14 Settembre 2016
favelas calcio

I bambini brasiliani giocano a calcio perché hanno una grande passione. E un talento innato: fin da piccoli sanno tenere un pallone tra i piedi. Però, crescendo, quel pallone rischia di sparire dalle loro vite, insieme ai loro sogni. Come raccontano queste due storie di bambini delle favelas.

  1. Artur Nascimento. Il calcio, fin da piccolo, era sempre stato la sua passione. Gli bastava vedere in strada qualcosa che somigliasse appena a un pallone per cominciare subito a giocare. Come molti dei bambini della favela di Cidade de Deus, Artur Nascimento ha dovuto imparare a cavarsela da solo. Era spesso in strada. A scuola non ci andava quasi mai. Era un facile obiettivo per le gang della droga.
  2. José Carlos Lopez. Quando aveva 11 anni, il Governo brasiliano lo costrinse a trasferirsi a Cidade de Deus. Era così bravo da riuscire a ottenere un ingaggio da parte del Bangu, famosa squadra di Rio. José dovette appendere al chiodo gli scarpini per aiutare la famiglia a pagare conti e bollette.

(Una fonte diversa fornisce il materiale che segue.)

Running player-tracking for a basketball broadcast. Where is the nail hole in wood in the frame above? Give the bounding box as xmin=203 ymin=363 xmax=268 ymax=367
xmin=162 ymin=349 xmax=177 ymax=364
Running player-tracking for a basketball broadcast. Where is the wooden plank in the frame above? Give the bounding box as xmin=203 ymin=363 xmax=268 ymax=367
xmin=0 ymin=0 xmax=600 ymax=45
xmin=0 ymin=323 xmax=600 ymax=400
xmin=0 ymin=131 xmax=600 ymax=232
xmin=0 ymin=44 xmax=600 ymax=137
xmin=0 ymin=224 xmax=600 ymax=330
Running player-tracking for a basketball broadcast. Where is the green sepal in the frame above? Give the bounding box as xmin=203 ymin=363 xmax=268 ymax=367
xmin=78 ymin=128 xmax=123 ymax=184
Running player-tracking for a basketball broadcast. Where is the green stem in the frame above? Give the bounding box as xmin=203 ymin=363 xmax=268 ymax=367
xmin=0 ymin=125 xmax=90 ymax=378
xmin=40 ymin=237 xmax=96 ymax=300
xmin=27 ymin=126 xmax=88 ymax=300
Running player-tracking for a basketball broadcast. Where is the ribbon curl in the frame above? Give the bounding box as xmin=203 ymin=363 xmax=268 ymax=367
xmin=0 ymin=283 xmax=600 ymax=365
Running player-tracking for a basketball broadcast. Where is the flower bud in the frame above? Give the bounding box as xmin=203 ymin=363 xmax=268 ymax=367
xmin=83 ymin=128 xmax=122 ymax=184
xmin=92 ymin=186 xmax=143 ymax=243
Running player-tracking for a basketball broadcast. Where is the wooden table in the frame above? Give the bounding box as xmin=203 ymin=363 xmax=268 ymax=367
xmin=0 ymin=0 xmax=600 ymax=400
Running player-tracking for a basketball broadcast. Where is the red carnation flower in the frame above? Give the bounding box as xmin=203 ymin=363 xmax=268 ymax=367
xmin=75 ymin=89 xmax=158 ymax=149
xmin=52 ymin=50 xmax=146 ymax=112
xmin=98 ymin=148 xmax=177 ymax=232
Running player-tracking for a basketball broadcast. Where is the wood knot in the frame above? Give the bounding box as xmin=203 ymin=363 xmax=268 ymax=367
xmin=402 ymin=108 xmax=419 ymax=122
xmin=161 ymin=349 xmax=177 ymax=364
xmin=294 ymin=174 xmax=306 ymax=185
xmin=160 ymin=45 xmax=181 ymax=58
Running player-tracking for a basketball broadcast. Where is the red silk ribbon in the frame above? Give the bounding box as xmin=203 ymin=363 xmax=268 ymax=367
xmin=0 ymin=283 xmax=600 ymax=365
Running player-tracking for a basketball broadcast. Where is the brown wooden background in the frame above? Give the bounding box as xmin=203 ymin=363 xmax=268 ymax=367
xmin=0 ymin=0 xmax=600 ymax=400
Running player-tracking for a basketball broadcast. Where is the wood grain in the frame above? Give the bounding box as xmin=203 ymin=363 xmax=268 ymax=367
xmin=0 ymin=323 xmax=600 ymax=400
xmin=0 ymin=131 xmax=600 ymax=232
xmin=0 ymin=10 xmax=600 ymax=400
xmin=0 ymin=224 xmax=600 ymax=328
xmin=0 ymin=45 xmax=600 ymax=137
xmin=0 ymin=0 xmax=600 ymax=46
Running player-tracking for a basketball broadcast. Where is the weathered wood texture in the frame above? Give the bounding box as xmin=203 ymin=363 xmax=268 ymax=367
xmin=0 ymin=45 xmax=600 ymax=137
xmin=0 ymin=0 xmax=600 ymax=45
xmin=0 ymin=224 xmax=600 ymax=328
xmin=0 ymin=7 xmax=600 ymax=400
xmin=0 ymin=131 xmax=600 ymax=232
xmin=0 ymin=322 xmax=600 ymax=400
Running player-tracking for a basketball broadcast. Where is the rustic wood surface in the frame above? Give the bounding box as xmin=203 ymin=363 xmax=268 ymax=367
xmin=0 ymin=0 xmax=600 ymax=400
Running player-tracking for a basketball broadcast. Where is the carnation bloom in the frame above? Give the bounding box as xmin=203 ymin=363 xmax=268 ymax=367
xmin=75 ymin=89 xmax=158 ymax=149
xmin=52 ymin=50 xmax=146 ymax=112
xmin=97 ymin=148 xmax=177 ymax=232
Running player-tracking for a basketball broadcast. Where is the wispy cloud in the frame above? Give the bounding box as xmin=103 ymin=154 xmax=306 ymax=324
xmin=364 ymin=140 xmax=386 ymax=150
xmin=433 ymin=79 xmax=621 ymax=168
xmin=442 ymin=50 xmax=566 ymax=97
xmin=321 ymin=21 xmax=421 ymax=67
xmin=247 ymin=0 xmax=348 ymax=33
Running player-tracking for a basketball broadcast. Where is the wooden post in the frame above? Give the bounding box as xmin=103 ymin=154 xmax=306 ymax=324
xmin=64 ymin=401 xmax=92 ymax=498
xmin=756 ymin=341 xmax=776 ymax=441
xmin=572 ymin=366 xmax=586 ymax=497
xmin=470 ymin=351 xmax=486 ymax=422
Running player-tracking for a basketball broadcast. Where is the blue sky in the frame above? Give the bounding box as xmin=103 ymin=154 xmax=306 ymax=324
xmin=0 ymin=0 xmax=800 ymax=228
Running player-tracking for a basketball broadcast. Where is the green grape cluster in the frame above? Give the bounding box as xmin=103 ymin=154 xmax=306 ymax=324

Vivere in una favela non è semplice. Artur e José hanno dovuto impararlo in fretta. Anzi, rischiavano di impararlo a proprie spese, rinunciando ai propri sogni e incamminandosi lungo una strada pericolosa.

Per fortuna, queste due storie sono a lieto fine.

  • Artur ha cominciato a frequentare il Centro de Estudos de Ação Cultural e Cidadania, che l’ha tolto dalla strada. Nel 2006, grazie all’interessamento dell’ex calciatore Romario, campione del mondo con il Brasile, Artur ha conquistato un posto nella squadra giovanile del Vasco da Gama.
  • José, oggi, s’impegna in prima persona: dirige gli allenamenti di calcio, un modo per dare ai giovani di Cidade de Deus un’alternativa al crimine e alla vita in strada.

E tutto ciò è stato possibile solo perché qualcuno, qualcuno proprio come te, ha deciso di adottare a distanza un bambino del Brasile.